Keeping Real-World Bias Out of Artificial Intelligence Will Take Work, Speaker Tells Conference
March 27, 2017 | Read Time: 2 minutes
WASHINGTON
Machine learning sounds futuristic, but it’s already at work when Google Maps gives directions or Netflix recommends a movie. But real-world cultural bias is already a problem in artificial intelligence, and without careful solutions, the issue is likely to grow, Camille Eddy, told participants at the Nonprofit Technology Conference.
Ms. Eddy, a mechanical-engineering student at Boise State University and a robotics intern at HP Labs, said algorithms can be distorted when the data sets used to train them aren’t diverse.
Take for example an exercise in word associations using Word2Vec, a data set used to train search engines. After being given the word pairing “man” and “computer programmer,” Word2Vec matched “woman” with “homemaker,” Ms. Eddy said. The pairing of “father” and “doctor” led to “mother” and “nurse.”
“This data set is brazenly sexist,” Ms. Eddy said. It’s not that someone set out to create a biased data set, she explained. Word2Vec is based on how people use words online. “That’s an important thing to know. Not all models are going to be designed inappropriately. It also comes from how we use language in our everyday lives.”
Diversity in Hiring
Other times, bias is the result of actions taken — or not taken — by a technology’s creators.
Ms. Eddy pointed to the work of Joy Buolamwini, a graduate researcher at the MIT Media Lab. Ms.

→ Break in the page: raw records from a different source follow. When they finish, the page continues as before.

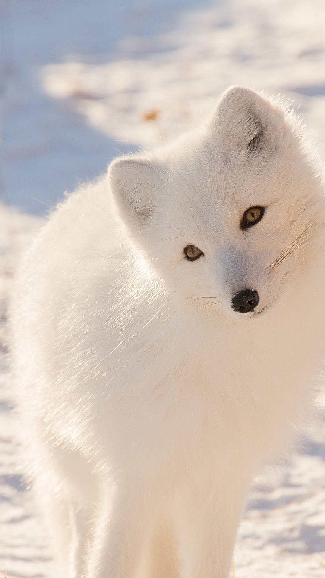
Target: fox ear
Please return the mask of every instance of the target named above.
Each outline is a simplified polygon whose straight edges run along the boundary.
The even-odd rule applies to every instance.
[[[108,170],[110,188],[123,220],[133,229],[143,228],[153,211],[158,168],[140,157],[117,158]]]
[[[285,126],[282,108],[241,86],[231,87],[224,92],[213,123],[226,146],[249,154],[276,149]]]

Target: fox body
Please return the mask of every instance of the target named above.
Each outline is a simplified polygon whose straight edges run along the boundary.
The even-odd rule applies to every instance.
[[[252,476],[320,374],[314,157],[283,104],[231,87],[70,195],[25,255],[17,403],[69,578],[228,576]]]

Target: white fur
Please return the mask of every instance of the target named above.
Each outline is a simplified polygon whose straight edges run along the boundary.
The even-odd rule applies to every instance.
[[[228,576],[252,475],[320,372],[313,154],[280,102],[232,87],[203,125],[71,195],[25,255],[13,370],[64,576]],[[260,303],[237,313],[246,288]]]

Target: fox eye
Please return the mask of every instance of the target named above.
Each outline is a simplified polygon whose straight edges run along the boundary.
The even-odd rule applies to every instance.
[[[184,254],[188,261],[196,261],[200,257],[202,257],[204,253],[195,245],[186,245],[184,249]]]
[[[249,227],[256,225],[258,221],[260,221],[264,214],[264,208],[259,206],[250,207],[245,212],[242,222],[241,223],[241,229],[248,229]]]

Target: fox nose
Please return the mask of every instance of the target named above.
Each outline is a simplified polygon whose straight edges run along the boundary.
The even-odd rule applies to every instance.
[[[248,313],[249,311],[254,311],[259,301],[257,291],[252,289],[243,289],[232,297],[231,307],[238,313]]]

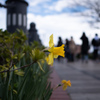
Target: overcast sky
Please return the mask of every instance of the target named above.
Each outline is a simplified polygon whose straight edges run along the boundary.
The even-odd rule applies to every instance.
[[[0,0],[4,4],[5,0]],[[81,44],[80,37],[85,31],[89,40],[95,33],[100,36],[100,30],[90,27],[87,18],[77,16],[69,6],[71,0],[26,0],[29,3],[27,14],[27,29],[30,23],[36,24],[36,29],[42,43],[48,46],[49,36],[54,34],[54,43],[57,44],[58,37],[65,39],[73,36],[76,44]],[[79,11],[84,9],[77,8]],[[0,28],[6,29],[6,9],[0,8]]]

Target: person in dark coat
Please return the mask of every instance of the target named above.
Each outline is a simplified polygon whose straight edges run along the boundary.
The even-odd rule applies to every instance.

Buolamwini, who is black, was working with facial-recognition software when she realized that the program couldn’t detect her face. She was invisible to the software because the programmers didn’t train the algorithms with images of people with different skin tones and facial structures.

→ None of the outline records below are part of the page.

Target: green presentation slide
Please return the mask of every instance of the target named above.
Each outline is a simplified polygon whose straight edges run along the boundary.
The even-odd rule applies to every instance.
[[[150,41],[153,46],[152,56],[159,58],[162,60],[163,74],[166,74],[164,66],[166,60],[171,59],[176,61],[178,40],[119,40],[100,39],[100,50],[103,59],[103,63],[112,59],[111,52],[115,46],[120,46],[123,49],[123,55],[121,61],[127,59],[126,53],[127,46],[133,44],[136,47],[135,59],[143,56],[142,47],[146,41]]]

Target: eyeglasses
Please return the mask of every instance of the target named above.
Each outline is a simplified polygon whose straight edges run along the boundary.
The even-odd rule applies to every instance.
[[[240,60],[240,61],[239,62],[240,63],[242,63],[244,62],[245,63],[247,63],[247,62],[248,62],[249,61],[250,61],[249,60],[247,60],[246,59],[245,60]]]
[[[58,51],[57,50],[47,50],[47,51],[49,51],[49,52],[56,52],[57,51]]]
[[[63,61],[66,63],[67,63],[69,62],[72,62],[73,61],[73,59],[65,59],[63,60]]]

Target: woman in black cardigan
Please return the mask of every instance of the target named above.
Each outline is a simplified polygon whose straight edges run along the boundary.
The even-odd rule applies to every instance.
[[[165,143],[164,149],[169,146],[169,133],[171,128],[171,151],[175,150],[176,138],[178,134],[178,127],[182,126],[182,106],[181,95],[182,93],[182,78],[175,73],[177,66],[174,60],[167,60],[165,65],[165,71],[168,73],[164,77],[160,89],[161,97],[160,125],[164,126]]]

One answer to the problem is to raise awareness, said Ms. Eddy. For example, Ms. Buolamwini founded the Algorithmic Justice League to test software for bias and build more inclusive data sets to train algorithms.
Increasing the number of women and people of color working in technology — and making them more visible — will also help, Ms. Eddy said. Something as simple as a set of stock photos that show women of color in technology, released in 2015, could make a difference. The existence of the images and the online discussion spurred by their introduction could be fed into search engines to help close the perception gap, she said.
Ultimately, the solution to bias in algorithms is greater openness in technology, said Ms. Eddy: “Transparency is understanding why algorithms make the decisions that they make and being able to go in there and change it.”
The conference drew more than 2,300 nonprofit leaders, fundraisers, consultants, and technology providers.